Some thoughts I’ve been kicking around…
Most of you…all of you…may have noticed the sudden evolution taking place with genre writing since authors went to indie.
Indie publishing allows authors to break away from conforming genre titles like fantasy, romance, history, and sci-fi. Now, authors can create that “Gothic sci-fi historical fantasy romance murder mystery” and can work on selling it on their own.
I couldn’t resist. I had to play. There is a soft macabre…Gothic world out there that strongly attracts me. But it always has been too macabre or too…”Twilight” for my taste. No. What I see is a Frankenstein styled Gothic love story. It was almost captured perfectly in the movie “Dark Shadows,” but there was still too much vampire and 1970’s in Dark Shadows for my taste.
This leads me to want to venture out on my own. I see romances that break out from your classic romance novel, which…I will be the first to tell you, I am not a fan of. In fact, the handful of romance novels I love, I love for the story and not the romance. And definitely not for the sex. My favorite romance novel was the urban fantasy Iced by Karen Marie Moning. The MC was 14 years old, which meant no sex for her. Other characters (adults) had sex, but because they were not the MC, the sex was placed far from the back burner, in the dark pantry in the cellars. I can honestly say, of all the “romance” novels, this is one I enjoyed.
But still, as awesome as Iced was, it still didn’t have that stunning Tolkien meets Poe style I’m looking for.
Here is a sample of the mood I am wanting to recreate:
The Raven and The Crow by Angela B. Chrysler
Once through winter’s bitter chill when all the world was right,
Dearly did the Raven love, while Crow did love his flight.
O’er head the winds did howl and turned Raven to Crow,
And through that winter’s cold dark night, the Raven saw the Crow.
In that breath the Raven knew all there was to know,
As winter’s wind blew black and bleak, their hearts were bound as one.
“So like me. You are I. Come and fly with me.
If ever two were meant to love, ‘twould be you and I.”
Within that breath the other saw all there was to see,
Beating strong within their eyes, two loves meant to be.
Raven whispered all these words. She could not look away,
For tethered to the others’ heart, they were bound to stay.
Within their eyes they saw the skies together they could conquer.
There each day they’d spend their days devouring the other.
Within their hearts beneath their breast they did clearly see,
All the love that they could have, their hearts, their lives, deflowered.
And in that moment between them two, the Raven and the Crow,
Exchanged unspoken words of love that bound them to forever.
“If ever I was meant to love, my heart would beat for you,”
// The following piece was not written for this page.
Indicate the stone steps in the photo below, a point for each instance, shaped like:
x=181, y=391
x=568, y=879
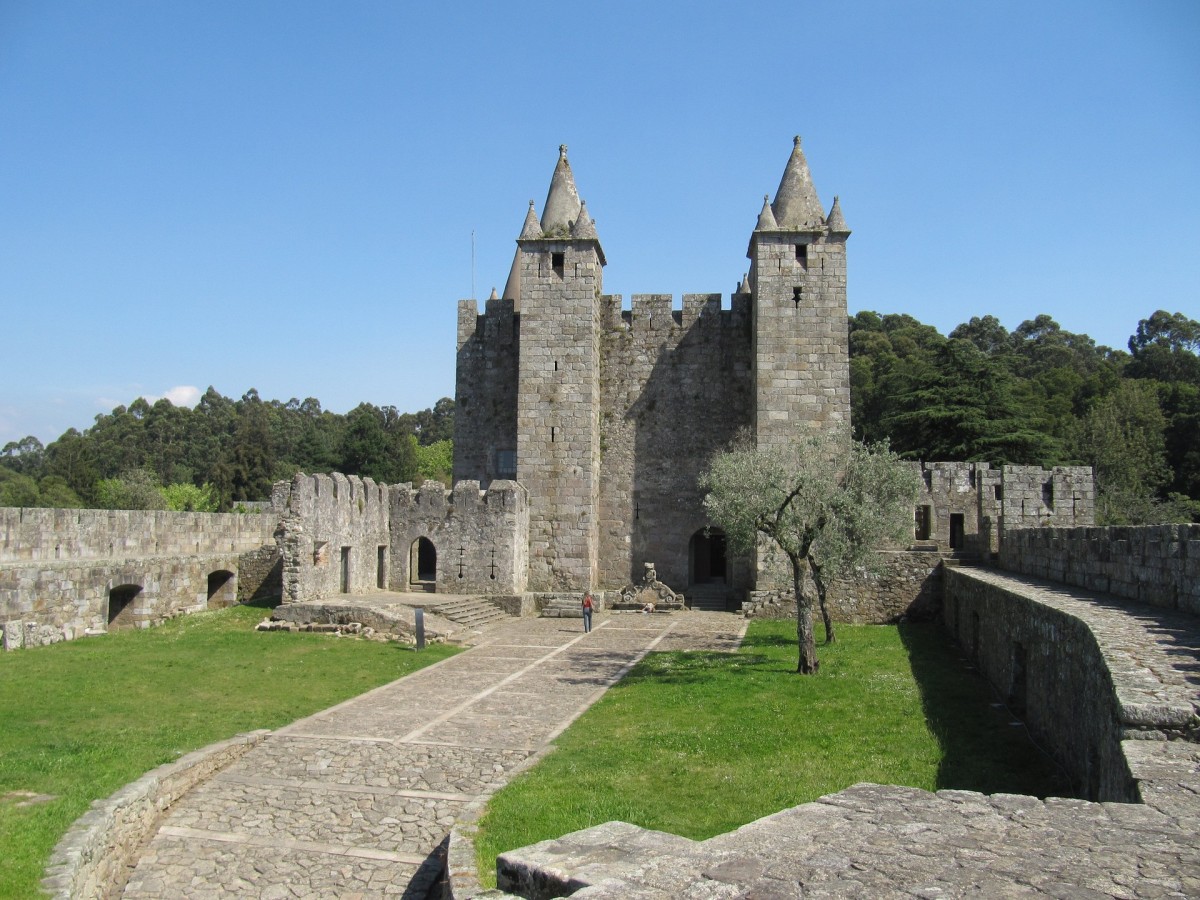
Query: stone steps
x=471, y=611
Need not the Raven say to Crow beneath the winter’s howl.
“Know that under every word, there only is, ‘I love you.’
The in and out of every breath, to you I say, ‘I love you.’
Within the first of spring rains, and ‘neath the summer sun,
There would I forever more love you and adore.”
All these promises and more, the Raven saw from Crow.
“Within your eyes, so like mine, for you, my love, I’d soar.”
It was then that the Crow threw out his wings and flew.
Within his eyes, he did implore, “Follow me and fly.”
In likeness, Raven threw wide her breast and stretched her withered wings
But gnarled and maimed were Raven’s wings, battered by life’s storms.
Scars and blood made up her bones, too broke—too weak to fly.
From the ground, too scarred to cry, Raven watched her Crow.
The wind blew cold while Crow flew far imploring, “Raven, soar!”
But while the bitter winds ripped o’er, she could not leave the moor.
Crows forever they must fly, and Ravens they must soar
But Raven bleeding, broken, maimed, could join her love no more.
Despite their unspoken dreams that tethered him to she,
Raven watched Crow fly away. His words alone did bide.
“So like me, you are I. Come and fly with me.
If ever two were meant to love, ‘twould be you and I.”
I want that bitter with my sweet. I want the darker side of romance that most likely ends with tragic love…and I want it done as tastefully as Tolkien, Tennyson, or Poe. This is what I want to create. I hate the concept of being locked in to “Fantasy.” Indie Publishing allows me this.